My earlier post on HTTP content negotiation in AWS CloudFront covered support for negotiating the response encoding using the request's Accept-Encoding header. This post builds on that by adding support for negotiating Content-Type using the request's Accept header.

There are several reasons why Content-Type negotiation is more difficult than Content-Encoding. First, the media types being negotiated are hierarchical, supporting a type and subtype model, e.g. image/png. In addition, wildcards are supported, e.g. image/*. Finally, unlike Accept-Encoding when browsers explicitly send all of the encodings that they support, browsers tend not to do this with the Accept header. For example, Firefox sends Accept: */* when requesting images.
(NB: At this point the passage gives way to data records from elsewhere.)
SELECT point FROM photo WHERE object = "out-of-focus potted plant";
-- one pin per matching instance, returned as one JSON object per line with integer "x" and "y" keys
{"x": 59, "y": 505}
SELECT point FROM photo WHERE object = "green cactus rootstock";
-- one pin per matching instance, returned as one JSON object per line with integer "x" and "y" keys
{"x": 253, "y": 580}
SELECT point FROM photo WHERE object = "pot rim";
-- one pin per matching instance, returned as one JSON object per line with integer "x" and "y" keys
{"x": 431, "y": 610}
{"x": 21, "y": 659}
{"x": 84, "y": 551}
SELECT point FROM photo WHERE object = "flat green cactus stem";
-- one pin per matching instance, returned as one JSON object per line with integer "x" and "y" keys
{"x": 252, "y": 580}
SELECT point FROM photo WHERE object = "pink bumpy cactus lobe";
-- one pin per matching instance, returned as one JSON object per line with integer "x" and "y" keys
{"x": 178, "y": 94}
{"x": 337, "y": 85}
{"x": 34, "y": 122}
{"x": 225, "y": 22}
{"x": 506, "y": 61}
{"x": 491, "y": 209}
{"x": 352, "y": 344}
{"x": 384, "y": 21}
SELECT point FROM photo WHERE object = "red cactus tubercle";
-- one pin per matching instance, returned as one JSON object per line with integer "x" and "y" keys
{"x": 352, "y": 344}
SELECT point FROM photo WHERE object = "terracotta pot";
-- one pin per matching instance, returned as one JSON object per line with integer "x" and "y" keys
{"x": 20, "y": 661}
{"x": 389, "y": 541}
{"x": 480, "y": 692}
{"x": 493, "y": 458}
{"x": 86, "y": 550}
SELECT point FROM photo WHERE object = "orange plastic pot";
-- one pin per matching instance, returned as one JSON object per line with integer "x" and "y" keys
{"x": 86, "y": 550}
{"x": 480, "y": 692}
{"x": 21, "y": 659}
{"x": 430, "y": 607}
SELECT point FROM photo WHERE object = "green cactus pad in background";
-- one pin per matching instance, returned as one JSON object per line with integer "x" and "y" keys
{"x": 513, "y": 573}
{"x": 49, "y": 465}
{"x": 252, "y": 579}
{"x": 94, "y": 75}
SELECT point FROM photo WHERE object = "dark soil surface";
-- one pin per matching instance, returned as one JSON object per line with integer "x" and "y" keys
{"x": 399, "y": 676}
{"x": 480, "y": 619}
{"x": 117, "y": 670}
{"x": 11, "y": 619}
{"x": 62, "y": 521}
This gives the HTTP server no indication of what the browser actually supports -- by the RFC the server would be allowed to return any content at all. As a result, servers are typically either conservative, returning only formats which are highly likely to be supported like image/jpeg, or fall back to heuristics like User-Agent sniffing to detect specific browser builds which support a server-preferred content type.
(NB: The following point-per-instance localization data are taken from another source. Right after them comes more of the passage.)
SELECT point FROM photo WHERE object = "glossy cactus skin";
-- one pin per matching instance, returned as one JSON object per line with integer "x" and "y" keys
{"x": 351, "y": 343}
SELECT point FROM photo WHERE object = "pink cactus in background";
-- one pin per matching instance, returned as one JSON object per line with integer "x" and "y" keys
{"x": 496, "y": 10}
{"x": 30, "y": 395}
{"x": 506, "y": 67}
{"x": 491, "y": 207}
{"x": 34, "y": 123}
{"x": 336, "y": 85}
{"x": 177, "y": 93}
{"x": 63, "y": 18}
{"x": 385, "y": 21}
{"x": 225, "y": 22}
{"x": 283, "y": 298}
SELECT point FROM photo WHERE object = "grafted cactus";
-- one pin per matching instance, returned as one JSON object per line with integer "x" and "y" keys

With AWS CloudFront, we can implement something similar to drive this process on Lambda@Edge. The code below is being used to serve this article, and will cause the image of a dog to be returned as WebP if your browser supports it.

'use strict';

const {
    ValueTuple,
    awsPerformEncodingNegotiation,
    awsPerformTypeNegotiation } = require('http_content_negotiation');

const SERVER_ENCODINGS = [
    new ValueTuple('br', new Map([['q', 1]])),
    new ValueTuple('gzip', new Map([['q', 0.9]])),
    new ValueTuple('identity', new Map([['q', 0.1]]))];

const SERVER_IMAGE_TYPES = [
    new ValueTuple('image/webp', new Map([['q', 1]])),
    new ValueTuple('image/jpeg', new Map([['q', 0.5]]))];

const SERVER_IMAGE_WHITELIST = new Set([
    'image/jpeg',
]);

exports.handler = (event, context, callback) => {
    const request = event.Records[0].cf.request;

    if (request.uri.endsWith('.jpg')) {
        const type = awsPerformTypeNegotiation(
            request.headers, SERVER_IMAGE_TYPES, SERVER_IMAGE_WHITELIST);
        if (type) {
            const uriWithoutExtension = request.uri.slice(0, -3);
            switch (type.value) {
                case 'image/webp':
                    request.uri = uriWithoutExtension + 'webp';
                    break;

                case 'image/jpeg':
                    // Nothing to do
                    break;
            }
        }
    } else if (!request.uri.startsWith('/gzip/') &&
            !request.uri.startsWith('/br/')) {
        const encoding = awsPerformEncodingNegotiation(request.headers, SERVER_ENCODINGS);
        if (encoding && encoding.value !== 'identity') {
            request.uri = '/' + encoding.value + request.uri;
        }
    }

    callback(null, request);
};

How does this work?

Similar to my previous post, this uses the zero-dependency, MIT-licensed http-content-negotiation-js library to run the content negotiation process. This library implements all of the requisite media range parsing and semantics, as well as some of the heuristics from mod_negotiation. For example, it treats matches against a subtype wildcard as having an implicit q-value of 0.02 if none of the media ranges in the request have an explicit q-value specified.

First, the SERVER_IMAGE_TYPES list of ValueTuple objects is created to represent our content type preferences for images. Note that we indicate that we have a preference for image/webp (implicit q-value 1) over image/jpeg (q-value 0.5), as the former compresses better. We also use SERVER_IMAGE_WHITELIST to track a whitelist of media types that we are willing to allow to match a wildcard. This handles the case where a browser sends Accept: */* but we're not sure if they really support WebP or not, in which case it's best to fall-back to something that we know is supported.

Next, the request handler looks for request URLs ending in .jpg and interprets this as a request for an image, performing type negotiation. We then rewrite the URL for the upstream request with a new file extension based on the negotiated content type.

Finally, it's worth noting that while type and encoding negotiation are not mutually exclusive, it is generally not worthwhile spending CPU cycles to encode and decode images. Because of this, we only bother performing encoding negotiation if we're not serving an image.